MongoDB Operator Injection

# VULNERABLE - Direct untrusted input in MongoDB query
from pymongo import MongoClient

client = MongoClient('mongodb://localhost:27017/')
db = client['app_database']

def authenticate_user(username, password):
    # VULNERABLE - Untrusted input directly in query
    user = db.users.find_one({
        'username': username,
        'password': password
    })

    return user is not None

# Attack: username = {"$ne": null}, password = {"$ne": null}
# Query becomes: {'username': {'$ne': None}, 'password': {'$ne': None}}
# Returns first user (authentication bypass!)

Why this is vulnerable:

  • MongoDB operators ($ne, $gt, $regex) accepted in queries
  • JSON/dict injection from request parameters
  • No type validation
  • Authentication bypass possible

Flask API with JSON Injection

# VULNERABLE - Accepting arbitrary JSON in queries
from flask import Flask, request, jsonify
from pymongo import MongoClient

app = Flask(__name__)
client = MongoClient('mongodb://localhost:27017/')
db = client['shop']

@app.route('/api/products', methods=['POST'])
def search_products():
    # VULNERABLE - Arbitrary query object from untrusted source
    query = request.get_json()

    # No validation on query structure
    products = list(db.products.find(query))

    return jsonify(products)

# Attack POST body: {"price": {"$gt": 0}, "admin_only": {"$ne": true}}
# Bypasses access controls, retrieves admin products

Why this is vulnerable:

  • Accepts arbitrary query operators
  • No field allowlist
  • Can access hidden/admin fields
  • Data exfiltration possible

MongoDB $where Operator Injection

# VULNERABLE - JavaScript code injection via $where
from pymongo import MongoClient

client = MongoClient('mongodb://localhost:27017/')
db = client['app']

def find_users_by_age(age):
    # VULNERABLE - String concatenation in $where
    query = {
        '$where': f'this.age > {age}'
    }

    users = list(db.users.find(query))
    return users

# Attack: age = "0; return true; //"
# Executes arbitrary JavaScript: this.age > 0; return true; //
# Returns all users regardless of age

Why this is vulnerable:

  • $where executes JavaScript on MongoDB server
  • String concatenation allows code injection
  • Denial of service (infinite loops)
  • Data exfiltration

Django with mongoengine Injection

# VULNERABLE - MongoEngine with raw queries
from mongoengine import Document, StringField, connect
from flask import request

connect('mydb')

class User(Document):
    username = StringField()
    email = StringField()
    role = StringField()

def get_user_profile(username):
    # VULNERABLE - Using __raw__ with untrusted input
    query = {'username': username}
    user = User.objects(__raw__=query).first()

    return user

# Attack: username = {"$ne": None, "role": "admin"}
# Returns first admin user instead of specific user

Why this is vulnerable:

  • __raw__ accepts MongoDB operators
  • No validation on query structure
  • Privilege escalation
  • ODM bypassed

Redis Command Injection

# VULNERABLE - Redis key injection
import redis
from flask import Flask, request

app = Flask(__name__)
r = redis.Redis(host='localhost', port=6379)

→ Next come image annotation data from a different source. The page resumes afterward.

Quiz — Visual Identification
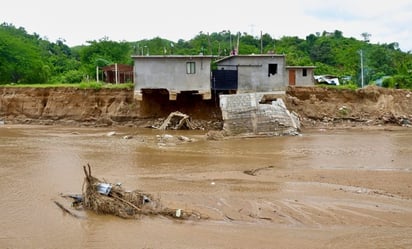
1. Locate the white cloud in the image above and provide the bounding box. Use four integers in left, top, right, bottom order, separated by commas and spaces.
0, 0, 412, 51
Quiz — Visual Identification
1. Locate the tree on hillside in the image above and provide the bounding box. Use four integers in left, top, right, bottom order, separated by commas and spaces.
79, 37, 133, 77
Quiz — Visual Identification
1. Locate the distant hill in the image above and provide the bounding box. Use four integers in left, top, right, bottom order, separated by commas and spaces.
0, 23, 412, 88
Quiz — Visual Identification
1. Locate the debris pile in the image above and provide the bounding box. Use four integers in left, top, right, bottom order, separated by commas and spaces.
159, 112, 195, 130
55, 164, 204, 219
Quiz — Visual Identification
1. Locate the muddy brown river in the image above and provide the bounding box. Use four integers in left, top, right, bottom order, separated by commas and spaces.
0, 125, 412, 249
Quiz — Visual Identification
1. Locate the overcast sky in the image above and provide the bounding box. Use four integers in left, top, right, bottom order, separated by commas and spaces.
0, 0, 412, 51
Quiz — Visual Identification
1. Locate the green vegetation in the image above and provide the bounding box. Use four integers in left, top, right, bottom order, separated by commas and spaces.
0, 23, 412, 88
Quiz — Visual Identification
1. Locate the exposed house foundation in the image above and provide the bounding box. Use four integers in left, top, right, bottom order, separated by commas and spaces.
220, 92, 300, 136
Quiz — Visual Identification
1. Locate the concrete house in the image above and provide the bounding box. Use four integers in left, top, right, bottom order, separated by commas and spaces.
286, 66, 316, 86
132, 55, 214, 100
212, 54, 287, 93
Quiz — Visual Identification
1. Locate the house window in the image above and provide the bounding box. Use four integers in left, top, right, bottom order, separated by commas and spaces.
268, 64, 278, 77
302, 68, 308, 77
186, 61, 196, 74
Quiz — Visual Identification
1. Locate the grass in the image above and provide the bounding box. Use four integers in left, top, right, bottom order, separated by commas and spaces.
0, 82, 134, 89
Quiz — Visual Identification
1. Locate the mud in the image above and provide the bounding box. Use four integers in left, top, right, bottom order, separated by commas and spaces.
0, 124, 412, 248
0, 86, 412, 130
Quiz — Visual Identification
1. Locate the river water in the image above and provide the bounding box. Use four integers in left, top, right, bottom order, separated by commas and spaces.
0, 125, 412, 248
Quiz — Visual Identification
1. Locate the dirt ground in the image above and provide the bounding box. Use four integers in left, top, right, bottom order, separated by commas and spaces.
0, 86, 412, 130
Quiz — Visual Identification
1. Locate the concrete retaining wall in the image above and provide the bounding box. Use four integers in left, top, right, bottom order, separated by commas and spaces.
220, 93, 300, 136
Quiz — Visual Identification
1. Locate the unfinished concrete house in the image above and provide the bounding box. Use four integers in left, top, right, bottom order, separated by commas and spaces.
212, 54, 286, 93
132, 55, 214, 100
286, 66, 316, 86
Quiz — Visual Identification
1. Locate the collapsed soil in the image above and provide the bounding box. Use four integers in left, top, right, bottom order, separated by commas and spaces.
0, 86, 412, 130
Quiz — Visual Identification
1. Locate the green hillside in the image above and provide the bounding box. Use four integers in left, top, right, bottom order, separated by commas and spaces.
0, 23, 412, 88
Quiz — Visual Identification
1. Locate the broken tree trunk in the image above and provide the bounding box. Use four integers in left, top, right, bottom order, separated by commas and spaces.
159, 112, 194, 130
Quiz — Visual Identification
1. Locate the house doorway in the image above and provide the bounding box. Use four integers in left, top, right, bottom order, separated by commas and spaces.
289, 69, 296, 86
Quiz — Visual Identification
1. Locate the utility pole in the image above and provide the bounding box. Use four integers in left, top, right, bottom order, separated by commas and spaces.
359, 49, 364, 88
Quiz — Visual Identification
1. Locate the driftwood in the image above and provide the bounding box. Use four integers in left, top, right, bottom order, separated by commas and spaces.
54, 201, 83, 219
158, 112, 195, 130
83, 164, 202, 219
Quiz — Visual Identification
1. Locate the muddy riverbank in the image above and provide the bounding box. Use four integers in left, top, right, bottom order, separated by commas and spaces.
0, 86, 412, 130
0, 124, 412, 249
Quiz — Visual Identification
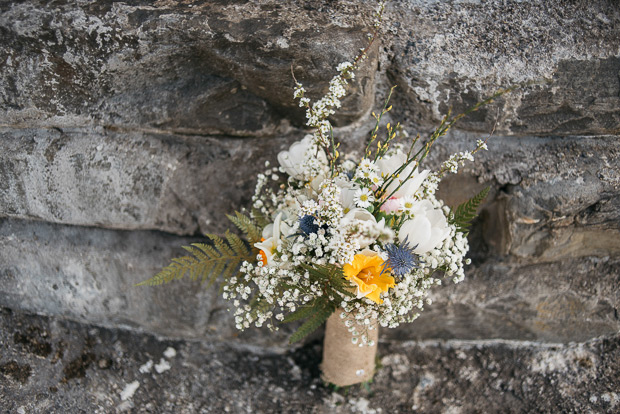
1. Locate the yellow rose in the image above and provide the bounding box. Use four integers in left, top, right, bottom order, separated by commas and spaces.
342, 251, 396, 304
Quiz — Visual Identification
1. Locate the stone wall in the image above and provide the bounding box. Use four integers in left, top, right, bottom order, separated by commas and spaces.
0, 0, 620, 344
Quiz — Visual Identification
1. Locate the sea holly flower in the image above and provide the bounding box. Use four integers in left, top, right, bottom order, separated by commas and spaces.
342, 250, 396, 304
383, 237, 419, 276
299, 214, 320, 236
398, 200, 450, 254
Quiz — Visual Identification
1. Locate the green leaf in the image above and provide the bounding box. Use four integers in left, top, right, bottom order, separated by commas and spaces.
137, 231, 256, 286
289, 301, 336, 344
282, 301, 316, 323
449, 187, 490, 233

@app.route('/cache/<key>')
def get_cache(key):
    # VULNERABLE - Untrusted input in Redis key
    value = r.get(key)
    return value or 'Not found'

@app.route('/set_cache')
def set_cache():
    key = request.args.get('key')
    value = request.args.get('value')

    # VULNERABLE - Command injection possible
    r.set(key, value)
    return 'OK'

# Attack: key = "test\r\nFLUSHDB\r\n"
# Injects Redis command to flush entire database

Why this is vulnerable:

  • CRLF injection in Redis protocol
  • Can execute arbitrary Redis commands
  • Database wipeout possible
  • Data exfiltration

MongoDB Aggregation Injection

# VULNERABLE - Aggregation pipeline with untrusted input
from pymongo import MongoClient

client = MongoClient('mongodb://localhost:27017/')
db = client['analytics']

def get_user_stats(user_id, sort_field):
    # VULNERABLE - Untrusted input in aggregation pipeline
    pipeline = [
        {'$match': {'user_id': user_id}},
        {'$sort': {sort_field: -1}},
        {'$limit': 10}
    ]

    results = list(db.events.aggregate(pipeline))
    return results

# Attack: sort_field = {"$where": "sleep(5000)"}
# Causes denial of service with sleep injection

Why this is vulnerable:

  • Aggregation operators injectable
  • No field validation
  • DoS via $where
  • Data pipeline manipulation

MongoDB Regex Injection

# VULNERABLE - Regex injection in queries
from pymongo import MongoClient
import re

client = MongoClient('mongodb://localhost:27017/')
db = client['app']

def search_users(search_term):
    # VULNERABLE - Untrusted input in regex without escaping
    query = {
        'username': {'$regex': search_term, '$options': 'i'}
    }

    users = list(db.users.find(query))
    return users

# Attack: search_term = ".*"
# Returns ALL users (DoS, data exfiltration)
# Attack: search_term = "^admin.*$"
# Discovers admin usernames

Why this is vulnerable:

  • Regex patterns from untrusted sources
  • ReDoS (Regular Expression Denial of Service)
  • Information disclosure
  • No escaping or limits

DynamoDB Expression Injection

# VULNERABLE - DynamoDB filter expression injection
import boto3
from boto3.dynamodb.conditions import Attr

dynamodb = boto3.resource('dynamodb')
table = dynamodb.Table('Users')

def search_users(attribute_name, value):
    # VULNERABLE - Untrusted attribute name
    response = table.scan(
        FilterExpression=Attr(attribute_name).eq(value)
    )

    return response['Items']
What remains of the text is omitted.